Second, Islamic State is highly bureaucratized, which makes it less vulnerable. Baghdadi created an organization with a strong, yet decentralized, hierarchical apparatus. This means that the group is hard to undermine with one blow, increasing its chances of survival. Besides, such an organization is not sensitive to a change in leadership. In these circumstances, a leader is not that significant. Rules, procedures, division of responsibilities – all this has turned into an effective substitute for even the most charismatic leader. As American political scientist Jenna Jordan put it in a paper titled “Attacking the Leader, Missing the Mark,” “highly bureaucratic terrorist organizations are more likely to experience smooth leadership transitions.”

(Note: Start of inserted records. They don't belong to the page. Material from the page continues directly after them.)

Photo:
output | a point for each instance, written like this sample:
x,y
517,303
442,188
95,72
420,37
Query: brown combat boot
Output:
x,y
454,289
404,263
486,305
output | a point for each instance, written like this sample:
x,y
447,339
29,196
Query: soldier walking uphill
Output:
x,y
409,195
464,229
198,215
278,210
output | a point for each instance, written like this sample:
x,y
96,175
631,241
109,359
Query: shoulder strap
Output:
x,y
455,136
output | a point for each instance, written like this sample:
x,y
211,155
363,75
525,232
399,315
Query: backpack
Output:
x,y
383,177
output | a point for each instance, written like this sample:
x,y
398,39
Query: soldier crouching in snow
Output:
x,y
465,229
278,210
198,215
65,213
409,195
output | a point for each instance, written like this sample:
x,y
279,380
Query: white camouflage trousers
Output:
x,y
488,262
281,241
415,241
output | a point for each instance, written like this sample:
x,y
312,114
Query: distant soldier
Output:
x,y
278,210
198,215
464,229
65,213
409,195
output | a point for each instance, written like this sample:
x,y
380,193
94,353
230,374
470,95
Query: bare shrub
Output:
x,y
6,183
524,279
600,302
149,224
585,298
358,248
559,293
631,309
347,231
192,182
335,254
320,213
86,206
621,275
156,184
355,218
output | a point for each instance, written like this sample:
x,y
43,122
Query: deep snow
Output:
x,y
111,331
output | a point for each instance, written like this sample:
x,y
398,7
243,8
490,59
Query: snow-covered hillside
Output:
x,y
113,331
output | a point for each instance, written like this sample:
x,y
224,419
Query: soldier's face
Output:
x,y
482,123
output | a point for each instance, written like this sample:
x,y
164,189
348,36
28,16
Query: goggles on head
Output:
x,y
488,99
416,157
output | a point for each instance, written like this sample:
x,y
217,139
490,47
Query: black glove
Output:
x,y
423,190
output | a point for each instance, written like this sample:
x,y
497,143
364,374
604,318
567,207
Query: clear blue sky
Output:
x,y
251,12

Third, Islamic State is more like a network of terrorist groups based in different regions worldwide than a centralized organization. The degree of affiliation varies, which actually makes it easier for ISIS to spread its influence. The new Islamic State leader Qurashi has already been endorsed by an Afghan affiliate, IS-Khorasan, as well as by ISIS branches in Egypt, Bangladesh, Somalia, Yemen and Pakistan. That said, with more than 4,000 fighters, IS-Khorasan is considered one of the most resilient and ambitious branches. According to Russell Travers, acting director of the US National Counterterrorism Center, it has tried to inspire attacks outside of Afghanistan and is determined to carry out attacks itself.

And finally, Islamic State propaganda targets a wide audience, using effective discourse strategies and taking advantage of social-media capabilities. The problem is that a well-rooted ideology cannot be killed with a weapon, nor does it die with the leader. Rather, ideology is a powerful, self-sufficient tool converting sympathizers into full-fledged fighters all over the world.

That is why if we want to squeeze the life out of this medieval beast, we need to put more effort into destroying the very basis of its existence. Most important, these should be concerted efforts of the international community.

Russian journalist Tatiana Kanunnikova is a graduate of the Moscow State Institute of International Affairs.